Jamie Raskin Puts It All Into Perspective



You probably don’t know this about me: I daven everyday. Before jumping in my pool and doing some laps, I center myself with Muslim, Jewish, Christian and Buddhist prayer rituals. I look forward to it. It takes my mind off the kinds of mundane things that I’m usually concerned with, especially politics. I’m Jewish by heritage. My father was an atheist. My mother wasn’t concerned with religion. My grandfather was a Jew who escaped the Russian Empire as a teenager, settled in New York and was more into socialism than religion. When I visited St Petersburg, I spent some time meditating and communing with his spirit in the Grand Choral Synagogue because it was the first building not made of wood and mud he had ever been in and from which he left the next morning to the U.S. His wife, my grandmother, was into Jewish ritual and was something of a Zionist. The two of them were the most important people in my young life. I picked up his socialism and, thankfully, not her Zionism. Roland and I spent a month in Egypt once and he forced me to take a bus to Israel. I didn’t want to go and the only thing I liked was spending Christmas Eve in Bethlehem, although Roland claims I loved eating in the YMCA in Jerusalem.

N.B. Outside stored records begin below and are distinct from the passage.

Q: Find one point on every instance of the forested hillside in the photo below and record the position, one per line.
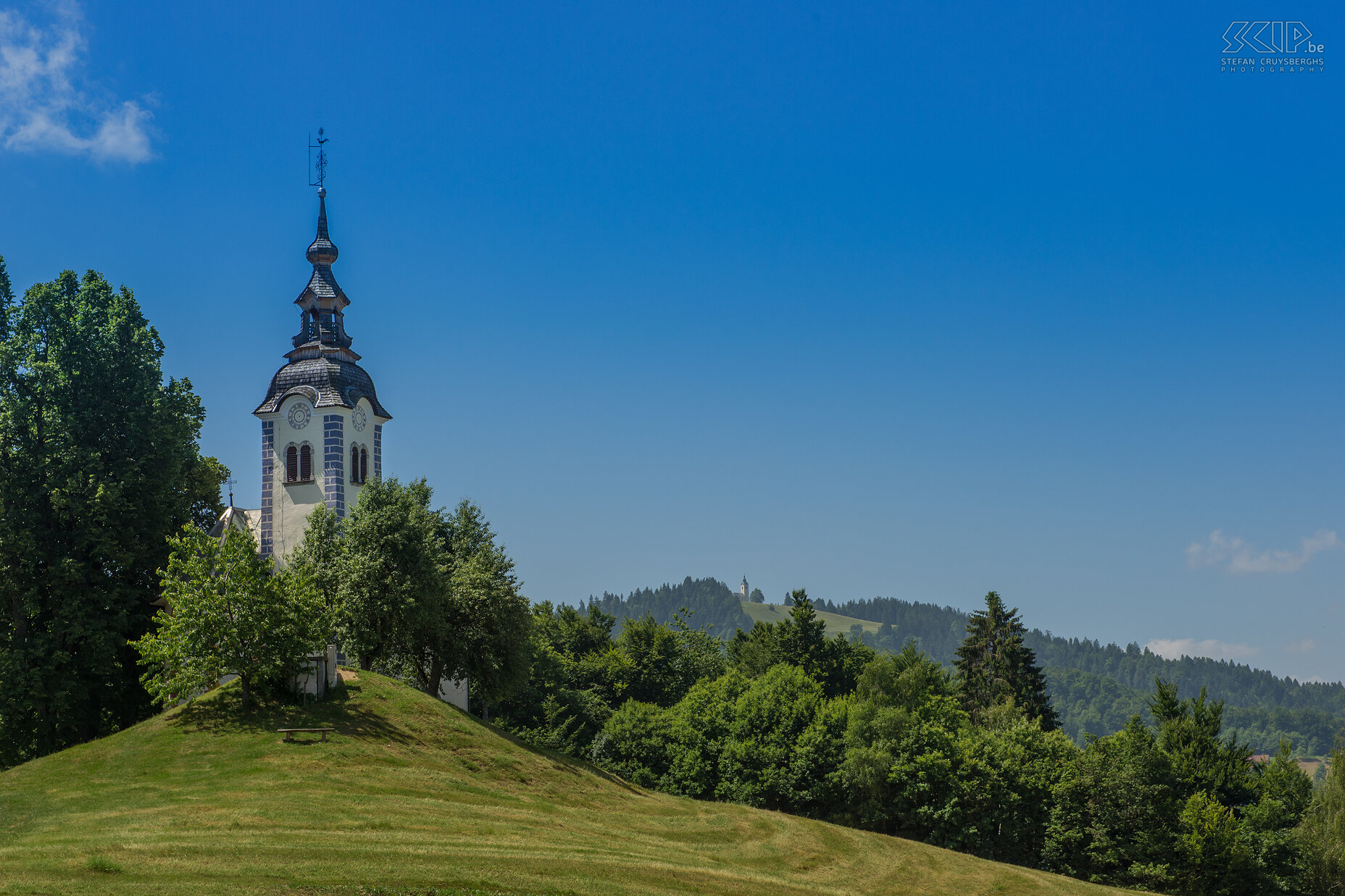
(1096, 688)
(715, 607)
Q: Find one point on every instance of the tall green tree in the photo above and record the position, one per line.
(1191, 732)
(485, 632)
(1323, 833)
(393, 575)
(320, 556)
(994, 666)
(100, 464)
(229, 614)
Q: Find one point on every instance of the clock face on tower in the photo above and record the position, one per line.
(299, 414)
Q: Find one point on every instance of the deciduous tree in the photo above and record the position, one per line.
(229, 614)
(99, 466)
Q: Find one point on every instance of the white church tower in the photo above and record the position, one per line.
(322, 427)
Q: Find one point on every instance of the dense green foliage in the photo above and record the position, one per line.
(782, 717)
(938, 632)
(229, 614)
(716, 608)
(994, 666)
(422, 594)
(99, 466)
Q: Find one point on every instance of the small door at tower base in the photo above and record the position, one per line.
(454, 692)
(317, 674)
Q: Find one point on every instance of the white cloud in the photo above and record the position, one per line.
(1178, 648)
(1244, 558)
(46, 108)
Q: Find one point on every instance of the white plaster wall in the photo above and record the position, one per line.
(454, 692)
(292, 502)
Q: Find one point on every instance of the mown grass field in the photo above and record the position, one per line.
(412, 794)
(837, 624)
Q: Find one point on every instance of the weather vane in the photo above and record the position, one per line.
(320, 166)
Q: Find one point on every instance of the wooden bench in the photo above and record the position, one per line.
(289, 732)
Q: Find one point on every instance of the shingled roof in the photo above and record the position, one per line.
(327, 381)
(322, 367)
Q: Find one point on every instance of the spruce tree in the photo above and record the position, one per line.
(994, 666)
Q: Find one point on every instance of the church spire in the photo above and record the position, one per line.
(322, 251)
(322, 304)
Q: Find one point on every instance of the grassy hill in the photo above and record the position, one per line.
(837, 624)
(412, 794)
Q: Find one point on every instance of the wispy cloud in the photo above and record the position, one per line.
(1244, 558)
(45, 105)
(1178, 648)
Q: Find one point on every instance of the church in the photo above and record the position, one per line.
(322, 433)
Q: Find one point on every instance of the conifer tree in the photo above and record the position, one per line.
(994, 666)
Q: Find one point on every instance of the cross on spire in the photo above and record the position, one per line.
(319, 169)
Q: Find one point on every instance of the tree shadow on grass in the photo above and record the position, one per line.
(221, 712)
(560, 762)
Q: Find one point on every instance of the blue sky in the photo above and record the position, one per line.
(869, 299)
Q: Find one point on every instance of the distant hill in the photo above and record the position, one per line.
(1096, 688)
(837, 624)
(413, 795)
(715, 607)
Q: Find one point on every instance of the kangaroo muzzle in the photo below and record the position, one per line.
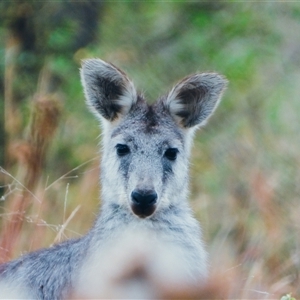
(143, 202)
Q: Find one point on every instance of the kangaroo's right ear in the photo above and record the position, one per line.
(107, 89)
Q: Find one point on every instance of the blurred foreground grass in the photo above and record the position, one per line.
(245, 174)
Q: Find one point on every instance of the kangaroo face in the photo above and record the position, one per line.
(150, 159)
(146, 148)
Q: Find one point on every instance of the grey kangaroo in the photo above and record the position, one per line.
(144, 178)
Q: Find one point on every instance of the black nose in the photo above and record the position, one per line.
(143, 202)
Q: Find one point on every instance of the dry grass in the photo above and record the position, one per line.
(245, 165)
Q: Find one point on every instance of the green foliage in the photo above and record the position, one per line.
(245, 167)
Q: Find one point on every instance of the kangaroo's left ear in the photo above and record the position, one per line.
(193, 100)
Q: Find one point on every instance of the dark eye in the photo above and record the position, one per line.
(171, 153)
(122, 149)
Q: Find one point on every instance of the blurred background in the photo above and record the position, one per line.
(245, 166)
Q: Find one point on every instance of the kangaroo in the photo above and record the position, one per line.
(144, 178)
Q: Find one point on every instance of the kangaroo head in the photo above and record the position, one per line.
(146, 147)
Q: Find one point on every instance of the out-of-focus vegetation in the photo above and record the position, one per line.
(245, 166)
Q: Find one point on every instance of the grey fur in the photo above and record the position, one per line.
(148, 132)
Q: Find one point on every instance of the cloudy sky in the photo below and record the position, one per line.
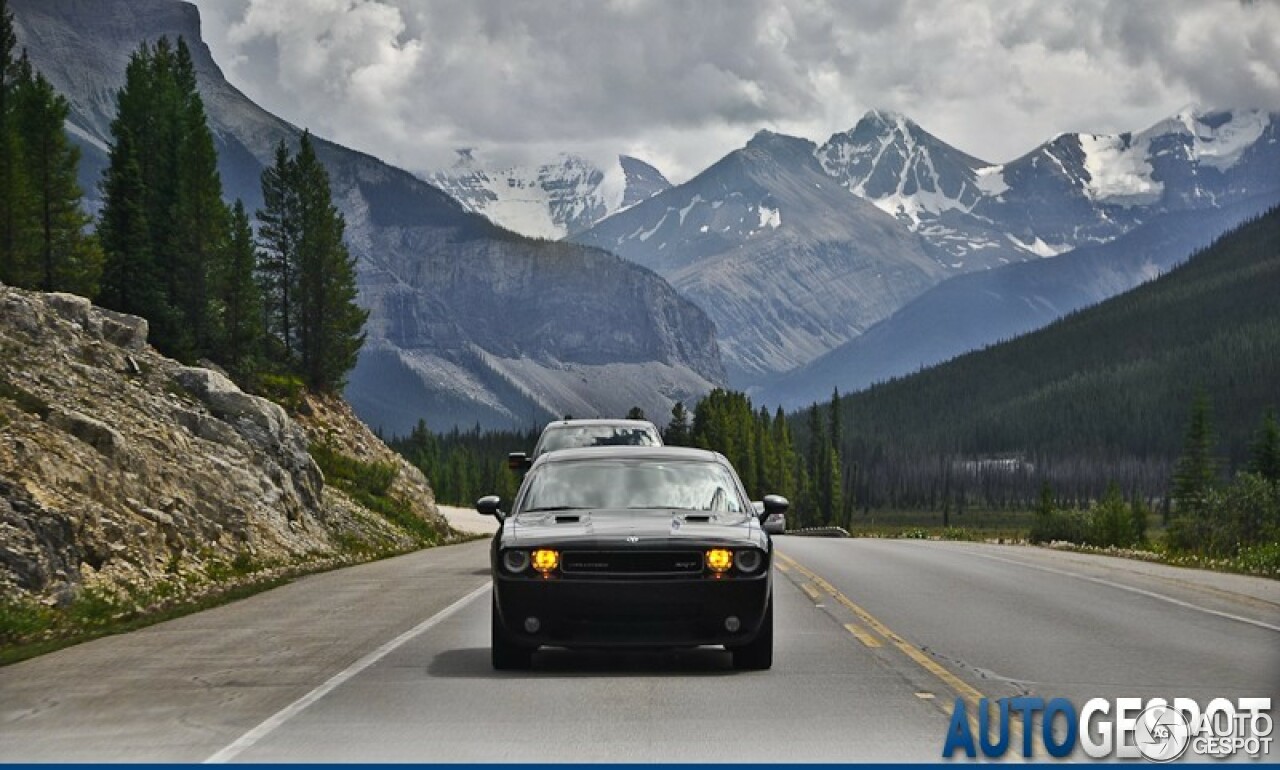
(682, 82)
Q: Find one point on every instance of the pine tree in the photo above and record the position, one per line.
(677, 430)
(67, 259)
(786, 455)
(1265, 452)
(240, 307)
(201, 220)
(1196, 472)
(17, 204)
(129, 280)
(161, 110)
(278, 242)
(330, 322)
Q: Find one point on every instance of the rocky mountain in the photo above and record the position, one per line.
(138, 482)
(552, 200)
(470, 322)
(982, 308)
(739, 239)
(784, 260)
(1075, 189)
(928, 186)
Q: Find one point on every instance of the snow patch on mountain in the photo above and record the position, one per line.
(991, 180)
(769, 218)
(1221, 138)
(551, 200)
(1119, 170)
(1038, 247)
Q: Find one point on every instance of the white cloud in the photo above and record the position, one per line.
(681, 82)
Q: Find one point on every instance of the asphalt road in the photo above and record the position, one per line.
(389, 661)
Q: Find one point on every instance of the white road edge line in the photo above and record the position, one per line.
(1133, 590)
(293, 709)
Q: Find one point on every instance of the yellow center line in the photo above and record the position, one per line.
(862, 636)
(961, 688)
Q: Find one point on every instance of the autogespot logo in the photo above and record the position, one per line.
(1161, 734)
(1125, 728)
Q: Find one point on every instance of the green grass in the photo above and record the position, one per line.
(369, 484)
(30, 629)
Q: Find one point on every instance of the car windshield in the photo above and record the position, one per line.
(572, 436)
(679, 485)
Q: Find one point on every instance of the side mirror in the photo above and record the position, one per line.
(773, 504)
(488, 505)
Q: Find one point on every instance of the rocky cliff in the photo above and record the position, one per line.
(145, 482)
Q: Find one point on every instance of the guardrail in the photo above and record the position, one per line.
(821, 532)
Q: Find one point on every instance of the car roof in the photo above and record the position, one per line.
(599, 421)
(631, 453)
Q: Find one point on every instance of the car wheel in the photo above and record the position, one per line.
(507, 655)
(757, 655)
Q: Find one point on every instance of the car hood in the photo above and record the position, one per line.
(639, 528)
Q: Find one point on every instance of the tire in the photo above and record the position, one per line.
(507, 655)
(757, 655)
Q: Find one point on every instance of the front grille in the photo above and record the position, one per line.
(626, 563)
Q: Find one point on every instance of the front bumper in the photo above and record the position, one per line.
(631, 613)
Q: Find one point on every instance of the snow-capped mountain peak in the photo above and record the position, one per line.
(552, 200)
(903, 169)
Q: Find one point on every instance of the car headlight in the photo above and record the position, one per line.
(545, 560)
(515, 560)
(749, 560)
(720, 559)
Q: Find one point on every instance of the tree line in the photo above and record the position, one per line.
(278, 306)
(1098, 397)
(44, 238)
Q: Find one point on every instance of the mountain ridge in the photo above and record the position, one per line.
(405, 234)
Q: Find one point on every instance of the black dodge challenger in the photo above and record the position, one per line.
(653, 546)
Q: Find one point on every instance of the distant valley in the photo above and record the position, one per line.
(504, 296)
(470, 322)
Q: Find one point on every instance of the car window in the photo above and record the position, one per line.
(677, 485)
(595, 435)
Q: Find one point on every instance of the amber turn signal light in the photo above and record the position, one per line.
(720, 559)
(545, 560)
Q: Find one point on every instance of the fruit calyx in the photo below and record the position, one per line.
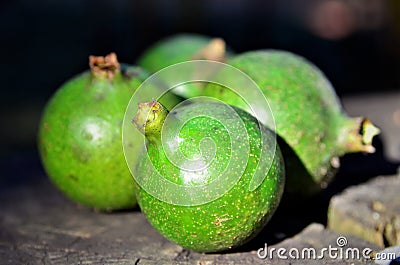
(150, 118)
(360, 134)
(104, 66)
(214, 51)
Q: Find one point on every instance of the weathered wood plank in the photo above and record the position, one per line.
(370, 211)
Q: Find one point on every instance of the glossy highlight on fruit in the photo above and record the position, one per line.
(313, 129)
(80, 135)
(196, 154)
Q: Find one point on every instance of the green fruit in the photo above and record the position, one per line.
(236, 214)
(80, 135)
(182, 48)
(314, 130)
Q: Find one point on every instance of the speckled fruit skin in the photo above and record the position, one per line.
(313, 129)
(233, 218)
(80, 140)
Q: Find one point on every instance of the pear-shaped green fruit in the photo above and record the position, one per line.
(80, 139)
(202, 146)
(314, 130)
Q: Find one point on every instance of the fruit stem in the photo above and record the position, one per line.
(357, 136)
(104, 67)
(150, 118)
(214, 51)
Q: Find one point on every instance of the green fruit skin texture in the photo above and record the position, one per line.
(80, 140)
(229, 220)
(172, 50)
(308, 116)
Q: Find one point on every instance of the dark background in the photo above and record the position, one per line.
(44, 43)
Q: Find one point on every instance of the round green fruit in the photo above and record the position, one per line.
(181, 48)
(313, 129)
(212, 152)
(79, 137)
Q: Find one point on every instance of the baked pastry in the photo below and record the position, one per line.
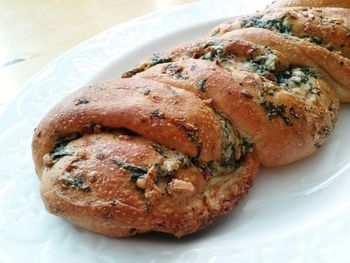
(178, 140)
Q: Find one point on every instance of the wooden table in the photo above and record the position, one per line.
(32, 33)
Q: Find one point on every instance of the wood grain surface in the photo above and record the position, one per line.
(34, 32)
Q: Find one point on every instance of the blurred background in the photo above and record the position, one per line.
(34, 32)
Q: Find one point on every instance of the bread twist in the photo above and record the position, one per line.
(178, 140)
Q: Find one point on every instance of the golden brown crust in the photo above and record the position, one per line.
(178, 141)
(112, 204)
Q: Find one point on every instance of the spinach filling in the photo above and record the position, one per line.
(134, 170)
(278, 24)
(263, 64)
(296, 78)
(215, 52)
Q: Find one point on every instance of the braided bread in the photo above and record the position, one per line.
(177, 141)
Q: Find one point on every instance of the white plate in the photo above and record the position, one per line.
(297, 213)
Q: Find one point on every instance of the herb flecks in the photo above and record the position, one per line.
(296, 78)
(246, 145)
(264, 63)
(279, 24)
(277, 110)
(201, 85)
(215, 52)
(134, 170)
(192, 136)
(175, 71)
(158, 59)
(159, 149)
(81, 101)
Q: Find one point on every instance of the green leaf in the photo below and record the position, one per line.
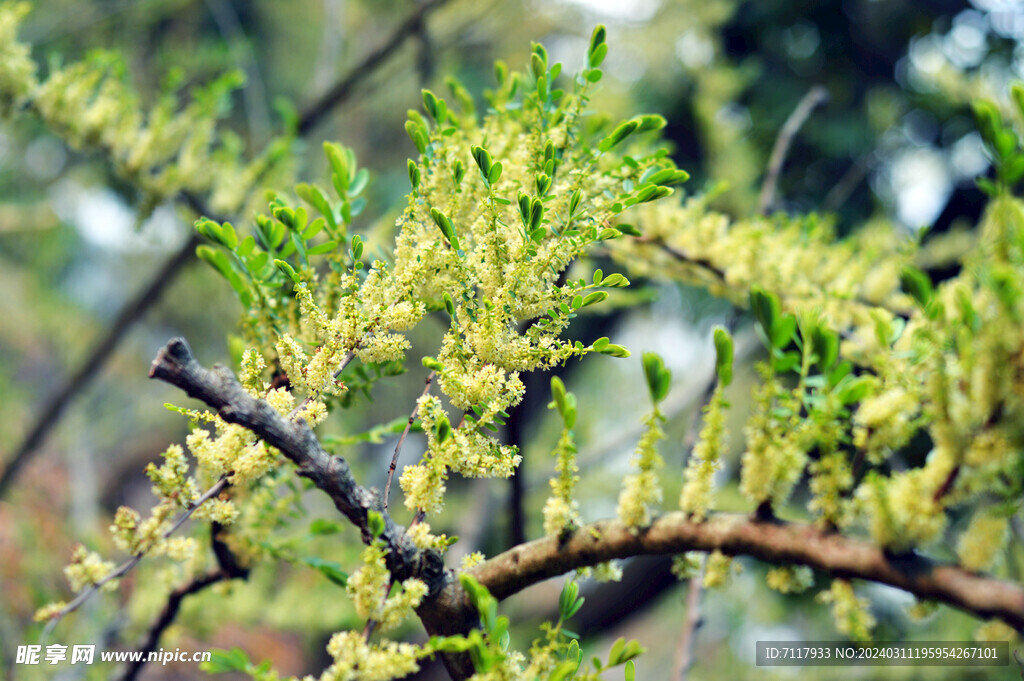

Tuesday, the House passed a foolish and divisive resolution from David Kustoff (R-TN) and woman beater Max Miller (R-OH) that included a line that claims, incorrectly, that anti-Zionism is anti-Semitism (“clearly and firmly states that anti-Zionism is antisemitism”). Among the 4 cosponsors were two rabid Democratic Zionists, AIPAC shills Josh Gottheimer (NJ) and Jared Moskowitz (FL). 216 Republicans and 95 Democrats voted for it. 12 progressive Democrats and one GOP kook (Massie) voted against it and 92 Democrats voted “present.”


One of the “Present” votes came from Barbara Lee, a candidate for California’s open Senate seat, who reiterated that she “unequivocally condemns antisemitism in all forms— full stop. The documented rise in antisemitism requires a comprehensive, bipartisan, good-faith effort to address. This resolution does not meet that criteria. This extreme Republican resolution is an unserious attempt to address the very real and urgent threat of antisemitism. We must continue finding ways to protect people from all forms of hate speech and hate violence. A peaceful future at home and abroad is not attainable without standing up to hate.” You can see how every member voted here.


Right after the vote, Chris Lehmann referred to the episode as the “summit of cynical grandstanding... That measure is not only a kind of photographic negative of the 1975 UN resolution condemning Zionism as racism (revoked in 2019); it also is founded on the antisemitic equation of Zionist sentiment with Jewish identity, even though many Orthodox Jews, and secular dissenters, remain opposed to Zionism. New York Democratic Representative Jerry Nadler raised that crucial objection, among others, in an impassioned dissent to the resolution…”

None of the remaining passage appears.